4 November: Jeff Good (University at Buffalo)

Monday, November 4th @ 3 PM, Harper 140

Magical ideologies of language change: Connecting micro-level variation to macro-areal diversification

In many respects, historical investigation of the Bantu language family serves as a model application of the Comparative Method to a genealogical unit outside of Indo-European. The close relationship of hundreds of languages occupying the greater part of southern sub-Saharan Africa is beyond question, and there is  consensus on many important features of the proto-language. At the same time, despite more than a century and a half of scholarship, significant issues regarding the development of the family remain unresolved almost to the point of seeming intractable. No shared innovation has been found that uniquely delineates Bantu from its closest relatives, no family-wide subgrouping has become accepted, and no fully convincing explanation has been offered for Bantu’s incredibly successful spread throughout southern Africa.

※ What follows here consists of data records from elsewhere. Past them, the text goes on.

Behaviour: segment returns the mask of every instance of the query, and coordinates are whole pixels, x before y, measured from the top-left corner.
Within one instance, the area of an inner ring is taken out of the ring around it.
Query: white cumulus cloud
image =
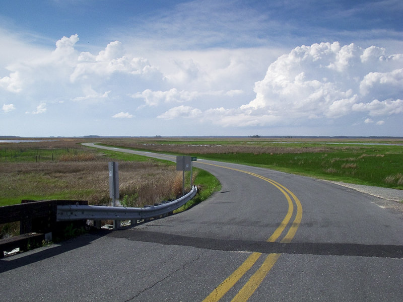
[[[298,47],[279,57],[255,83],[256,97],[241,106],[232,125],[270,125],[338,118],[353,112],[372,116],[403,112],[403,56],[386,50],[338,42]],[[226,110],[232,114],[233,110]],[[228,116],[224,116],[229,119]],[[249,122],[247,121],[249,120]]]
[[[158,118],[171,120],[177,118],[195,118],[200,115],[202,111],[197,108],[188,106],[181,105],[171,108],[157,116]]]
[[[123,112],[122,111],[113,115],[112,117],[113,118],[131,118],[133,117],[133,115],[130,114],[128,112]]]
[[[3,104],[3,110],[6,113],[10,112],[16,109],[16,106],[14,104]]]
[[[40,114],[46,112],[46,103],[41,103],[36,107],[36,110],[32,112],[32,114]]]

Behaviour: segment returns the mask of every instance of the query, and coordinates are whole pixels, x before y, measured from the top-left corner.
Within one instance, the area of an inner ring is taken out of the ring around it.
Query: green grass
[[[203,155],[206,159],[263,167],[318,178],[403,189],[403,147],[356,146],[329,152]]]
[[[174,213],[185,211],[205,200],[213,193],[221,189],[221,184],[212,174],[200,169],[193,168],[193,169],[195,174],[196,174],[194,183],[197,186],[197,194],[191,200],[174,211]]]

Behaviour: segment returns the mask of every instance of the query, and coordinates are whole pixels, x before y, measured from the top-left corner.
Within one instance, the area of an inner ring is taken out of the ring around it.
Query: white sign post
[[[116,201],[119,199],[119,165],[115,162],[109,162],[108,164],[109,171],[109,198],[112,199],[112,206],[116,205]],[[113,220],[113,228],[120,227],[120,220]]]
[[[182,171],[182,195],[185,195],[185,171],[191,170],[192,162],[190,156],[178,156],[176,157],[176,171]]]

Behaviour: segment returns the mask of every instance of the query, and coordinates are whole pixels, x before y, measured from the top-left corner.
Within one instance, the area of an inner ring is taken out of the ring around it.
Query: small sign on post
[[[119,165],[115,162],[108,163],[109,172],[109,198],[112,199],[112,206],[116,205],[116,201],[119,199]],[[113,220],[113,228],[120,227],[120,220]]]
[[[192,157],[190,158],[190,188],[193,187],[193,162],[197,160],[197,158]]]
[[[190,156],[176,157],[176,171],[182,171],[182,195],[185,195],[185,171],[191,170],[191,158]]]

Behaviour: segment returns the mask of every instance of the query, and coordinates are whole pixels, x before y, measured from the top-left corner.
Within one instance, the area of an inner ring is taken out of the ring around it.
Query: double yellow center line
[[[294,205],[296,207],[296,213],[294,221],[289,227],[288,232],[280,240],[280,242],[289,243],[295,235],[297,230],[301,223],[302,218],[302,206],[297,196],[294,194],[286,188],[284,186],[279,183],[264,177],[261,175],[249,172],[235,168],[228,168],[222,166],[214,165],[203,163],[206,165],[215,166],[220,168],[228,169],[240,172],[249,174],[258,178],[260,178],[271,184],[278,189],[286,197],[288,203],[288,210],[285,217],[277,229],[271,236],[267,240],[270,242],[275,242],[279,240],[281,235],[284,232],[285,229],[289,225],[294,212]],[[253,266],[261,256],[261,253],[252,253],[241,265],[237,268],[227,279],[224,280],[221,284],[218,285],[214,290],[204,299],[203,302],[214,302],[220,300],[234,285]],[[263,262],[263,264],[257,269],[256,272],[249,278],[249,280],[244,285],[242,288],[235,295],[232,301],[238,302],[246,301],[254,292],[263,279],[267,274],[268,272],[276,263],[277,259],[280,256],[280,254],[270,254]]]

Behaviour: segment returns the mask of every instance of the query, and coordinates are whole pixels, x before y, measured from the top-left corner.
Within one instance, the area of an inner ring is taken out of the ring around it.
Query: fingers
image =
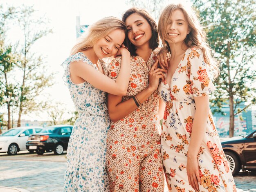
[[[167,53],[166,53],[167,55]],[[167,60],[166,58],[166,55],[165,57],[164,57],[163,58],[164,63],[164,65],[165,65],[165,68],[166,69],[168,69],[168,62],[167,62]]]
[[[193,175],[190,176],[190,181],[191,181],[191,185],[193,188],[194,190],[196,190],[196,185],[195,185],[195,182],[194,181],[194,177]]]
[[[193,179],[194,179],[194,183],[195,185],[195,188],[198,191],[199,190],[199,186],[198,185],[198,181],[195,174],[193,174]]]
[[[156,75],[155,76],[157,77],[157,79],[161,78],[162,82],[163,82],[164,80],[164,77],[162,74]]]
[[[195,174],[195,176],[196,176],[196,178],[198,179],[198,183],[201,185],[201,179],[200,178],[200,176],[199,176],[199,173],[197,173],[197,174]]]
[[[166,72],[167,72],[167,71],[166,69],[161,69],[159,68],[158,68],[156,69],[155,69],[152,72],[155,73],[156,72],[158,72],[158,71],[162,71],[162,72],[163,72],[164,73],[166,73]]]

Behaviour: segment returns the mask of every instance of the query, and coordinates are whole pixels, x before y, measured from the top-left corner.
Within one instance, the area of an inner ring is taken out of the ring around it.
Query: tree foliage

This talk reconsiders these issues through the examination of the comparative linguistics of a small, linguistically diverse region of Cameroon known as Lower Fungom, which is located within the putative Proto-Bantu homeland. By treating Lower Fungom as a microcosm for Bantu, it becomes possible to explore how a local ideology that links languages to relatively ephemeral political entities results in patterns of language change which are neither tree-like nor wave-like but, rather, “magnetic”, with varieties in contact constantly converging and diverging from each other to reflect shifting patterns of solidarity and antagonism. This ideological stance is further associated with a system of beliefs wherein code choice is perceived as a means to access the magical protection associated with a given community. This fosters multilingualism and frequent language shift as strategies through which individuals can attempt to increase their spiritual security.

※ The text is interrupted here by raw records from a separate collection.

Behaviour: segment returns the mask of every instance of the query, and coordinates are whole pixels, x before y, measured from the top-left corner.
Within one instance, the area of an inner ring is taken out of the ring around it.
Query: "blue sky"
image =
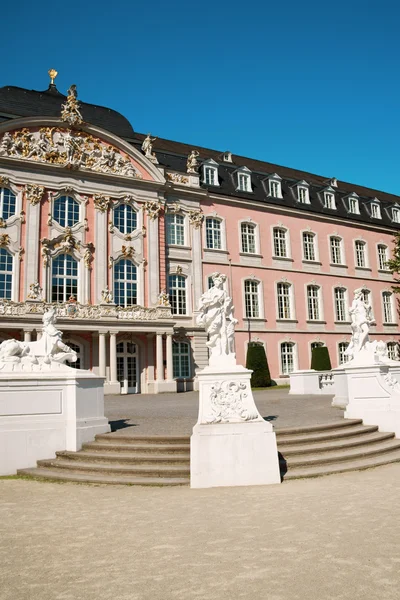
[[[17,14],[16,14],[17,9]],[[400,7],[23,0],[0,85],[76,83],[134,129],[400,195]]]

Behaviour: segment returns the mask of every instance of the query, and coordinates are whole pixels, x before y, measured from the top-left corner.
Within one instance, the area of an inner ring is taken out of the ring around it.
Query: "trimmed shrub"
[[[250,343],[247,348],[246,369],[253,371],[251,387],[270,387],[272,385],[267,356],[264,346]]]
[[[311,369],[314,371],[330,371],[332,369],[329,350],[326,346],[317,346],[312,349]]]

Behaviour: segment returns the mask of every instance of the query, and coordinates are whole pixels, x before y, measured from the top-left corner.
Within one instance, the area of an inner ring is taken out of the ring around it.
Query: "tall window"
[[[281,372],[289,375],[294,370],[294,344],[283,342],[281,344]]]
[[[137,268],[129,259],[114,264],[114,302],[124,307],[137,304]]]
[[[286,242],[286,229],[275,227],[273,231],[274,236],[274,256],[280,258],[287,258],[287,242]]]
[[[381,271],[388,271],[388,251],[387,246],[379,244],[378,246],[378,264]]]
[[[333,265],[342,264],[342,240],[331,237],[331,262]]]
[[[170,275],[168,289],[172,314],[186,315],[186,278],[183,275]]]
[[[172,362],[174,379],[190,377],[190,344],[188,342],[172,343]]]
[[[343,288],[335,288],[335,320],[346,320],[346,292]]]
[[[319,321],[319,288],[316,285],[307,286],[307,309],[309,321]]]
[[[137,215],[129,204],[120,204],[114,209],[114,227],[121,233],[132,233],[137,227]]]
[[[175,246],[185,245],[185,218],[183,215],[167,215],[167,243]]]
[[[347,354],[345,354],[348,347],[349,347],[348,342],[340,342],[338,344],[339,365],[342,365],[343,363],[345,363],[349,360],[349,356]]]
[[[315,260],[315,235],[303,233],[303,256],[304,260]]]
[[[240,233],[242,238],[242,252],[255,254],[256,252],[256,226],[252,223],[241,223]]]
[[[51,301],[67,302],[71,296],[78,298],[78,262],[60,254],[52,263]]]
[[[290,319],[290,285],[288,283],[278,283],[278,319]]]
[[[367,261],[365,256],[365,242],[361,242],[360,240],[356,240],[356,266],[357,267],[366,267]]]
[[[258,301],[257,281],[246,280],[244,282],[244,303],[246,318],[258,318],[260,316],[260,307]]]
[[[214,250],[222,249],[221,221],[219,219],[206,218],[206,247]]]
[[[5,249],[0,248],[0,298],[11,300],[12,297],[13,258]]]
[[[392,293],[382,292],[383,322],[393,323]]]
[[[79,202],[71,196],[61,196],[54,201],[54,220],[61,227],[73,227],[79,223]]]
[[[8,188],[0,188],[0,217],[7,221],[15,215],[16,196]]]

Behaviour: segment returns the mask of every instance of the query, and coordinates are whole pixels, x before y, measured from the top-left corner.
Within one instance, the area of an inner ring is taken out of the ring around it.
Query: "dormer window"
[[[251,171],[247,167],[242,167],[236,171],[238,192],[252,192],[251,189]]]
[[[219,185],[218,164],[211,158],[203,163],[203,183],[206,185]]]

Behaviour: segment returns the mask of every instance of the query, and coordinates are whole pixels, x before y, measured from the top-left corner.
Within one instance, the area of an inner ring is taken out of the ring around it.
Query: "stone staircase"
[[[400,462],[400,440],[361,420],[276,431],[284,481]],[[189,436],[101,434],[79,452],[57,452],[20,475],[124,485],[189,485]]]

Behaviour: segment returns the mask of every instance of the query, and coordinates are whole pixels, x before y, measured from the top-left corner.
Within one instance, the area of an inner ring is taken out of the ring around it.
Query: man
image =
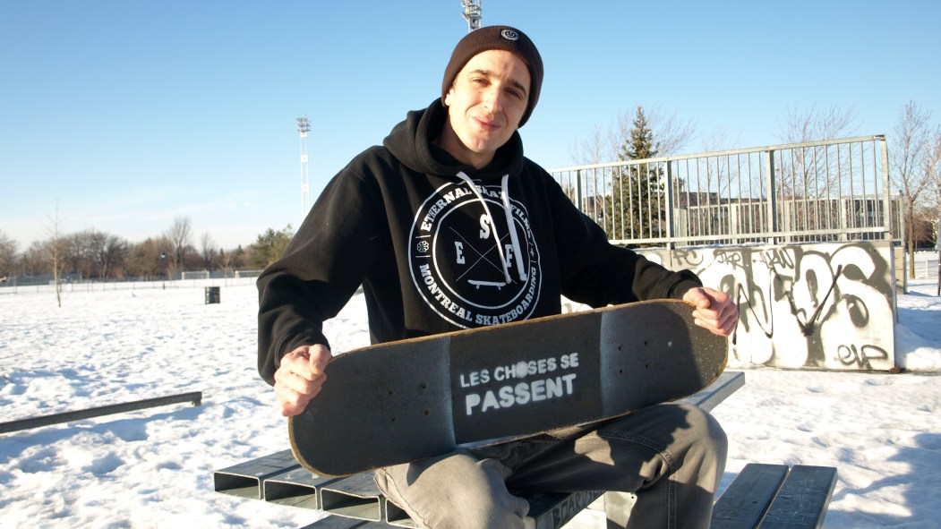
[[[542,77],[520,31],[473,31],[455,48],[441,98],[329,183],[258,281],[259,371],[282,414],[300,413],[329,383],[322,324],[360,284],[374,343],[559,313],[562,295],[595,307],[683,298],[698,325],[731,333],[738,311],[726,295],[611,246],[523,157],[517,129]],[[662,405],[382,469],[376,482],[436,529],[522,527],[529,505],[510,489],[637,491],[631,526],[694,527],[709,524],[726,449],[709,414]],[[626,516],[609,513],[611,523]]]

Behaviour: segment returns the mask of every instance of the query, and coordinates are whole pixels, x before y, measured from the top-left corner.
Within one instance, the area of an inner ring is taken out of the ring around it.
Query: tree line
[[[932,121],[932,114],[915,102],[899,112],[898,121],[888,136],[889,174],[893,192],[901,196],[905,233],[909,251],[933,246],[941,217],[941,125]],[[818,108],[789,111],[780,124],[783,143],[803,143],[837,139],[857,134],[854,108]],[[692,120],[682,120],[662,107],[637,105],[632,112],[620,113],[607,129],[596,127],[585,139],[573,145],[570,156],[578,164],[630,161],[671,156],[688,152],[698,138],[700,152],[739,148],[740,141],[725,130],[698,134]],[[660,186],[655,170],[647,170],[643,184]],[[616,200],[620,193],[608,200]],[[615,204],[609,209],[622,211],[629,222],[639,213]],[[618,225],[623,225],[618,220]],[[649,220],[649,219],[648,219]],[[657,220],[657,219],[654,219]],[[20,249],[17,243],[0,231],[0,281],[15,278],[53,277],[82,280],[122,281],[173,278],[182,271],[234,271],[262,269],[283,252],[294,236],[290,225],[282,230],[269,228],[247,248],[223,249],[208,232],[195,241],[192,222],[181,216],[163,233],[143,242],[127,239],[94,229],[73,233],[60,231],[56,216],[50,218],[48,238]],[[612,234],[613,238],[616,238]]]
[[[175,218],[166,232],[142,242],[94,229],[64,233],[59,227],[56,214],[50,218],[48,237],[23,250],[0,231],[0,281],[154,281],[173,279],[183,271],[257,270],[278,259],[294,236],[290,225],[269,228],[247,248],[224,249],[208,232],[196,241],[187,216]]]
[[[938,241],[941,124],[933,122],[931,111],[915,102],[906,104],[898,116],[893,130],[886,135],[889,181],[892,192],[901,197],[905,223],[901,235],[906,249],[913,252],[918,248],[936,248]],[[858,134],[857,122],[858,116],[852,106],[792,109],[779,125],[779,139],[791,144],[850,137]],[[632,113],[619,114],[607,129],[596,127],[587,138],[572,146],[570,155],[575,163],[585,165],[665,157],[688,152],[696,138],[700,141],[697,151],[702,152],[742,147],[723,129],[699,135],[691,120],[679,119],[675,113],[665,112],[662,107],[648,110],[637,105]],[[635,171],[630,180],[640,186],[632,190],[635,196],[655,196],[662,191],[662,175],[656,168],[630,170]],[[614,212],[611,228],[605,226],[609,236],[624,238],[623,233],[612,232],[614,226],[628,231],[631,227],[637,230],[645,221],[648,227],[662,221],[656,216],[641,218],[639,204],[624,201],[618,184],[605,199],[606,211]]]

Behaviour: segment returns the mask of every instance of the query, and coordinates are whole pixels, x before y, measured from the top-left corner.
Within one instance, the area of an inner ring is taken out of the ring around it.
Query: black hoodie
[[[328,345],[323,322],[360,284],[374,344],[557,314],[561,296],[602,307],[701,284],[609,244],[518,133],[483,169],[456,161],[434,144],[446,118],[436,100],[354,158],[259,278],[268,383],[288,352]]]

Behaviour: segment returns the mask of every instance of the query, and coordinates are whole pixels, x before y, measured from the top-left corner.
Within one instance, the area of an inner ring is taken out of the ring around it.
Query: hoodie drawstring
[[[506,262],[506,256],[503,255],[503,248],[502,248],[500,242],[501,237],[497,232],[497,225],[493,221],[493,216],[490,215],[490,208],[486,205],[486,200],[484,200],[484,196],[481,195],[480,190],[477,189],[477,185],[474,184],[470,176],[465,174],[464,171],[459,171],[457,176],[470,186],[470,190],[477,196],[477,200],[480,201],[481,205],[484,206],[484,211],[486,212],[486,216],[490,220],[490,229],[493,233],[493,238],[497,243],[497,253],[500,254],[500,263],[503,265],[503,277],[506,280],[507,284],[513,282],[512,278],[510,278],[510,264]],[[507,229],[510,232],[510,244],[513,246],[513,255],[516,256],[517,272],[519,274],[519,281],[525,281],[527,280],[527,275],[523,265],[522,253],[519,249],[519,237],[517,235],[517,223],[513,220],[513,209],[510,205],[510,193],[508,186],[509,179],[510,175],[503,175],[503,180],[501,184],[501,195],[503,199],[503,211],[506,214]]]

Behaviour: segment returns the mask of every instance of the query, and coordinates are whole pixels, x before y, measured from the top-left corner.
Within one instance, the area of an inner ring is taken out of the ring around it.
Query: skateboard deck
[[[291,448],[314,473],[349,475],[682,398],[727,360],[693,311],[642,301],[338,355],[288,420]]]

Through the examination of specific structural features of the languages of Lower Fungom, it will be argued that the presence of these ideological patterns can take us far in understanding why there was never a clean linguistic “break” between Bantu and its closest relatives, why clear-cut subgroups never formed, and why the family spread so successfully. More generally, it will be suggested that detailed investigation of the ways that local language ideologies relate codes to communities has a significant role to play in addressing the actuation problem in language change.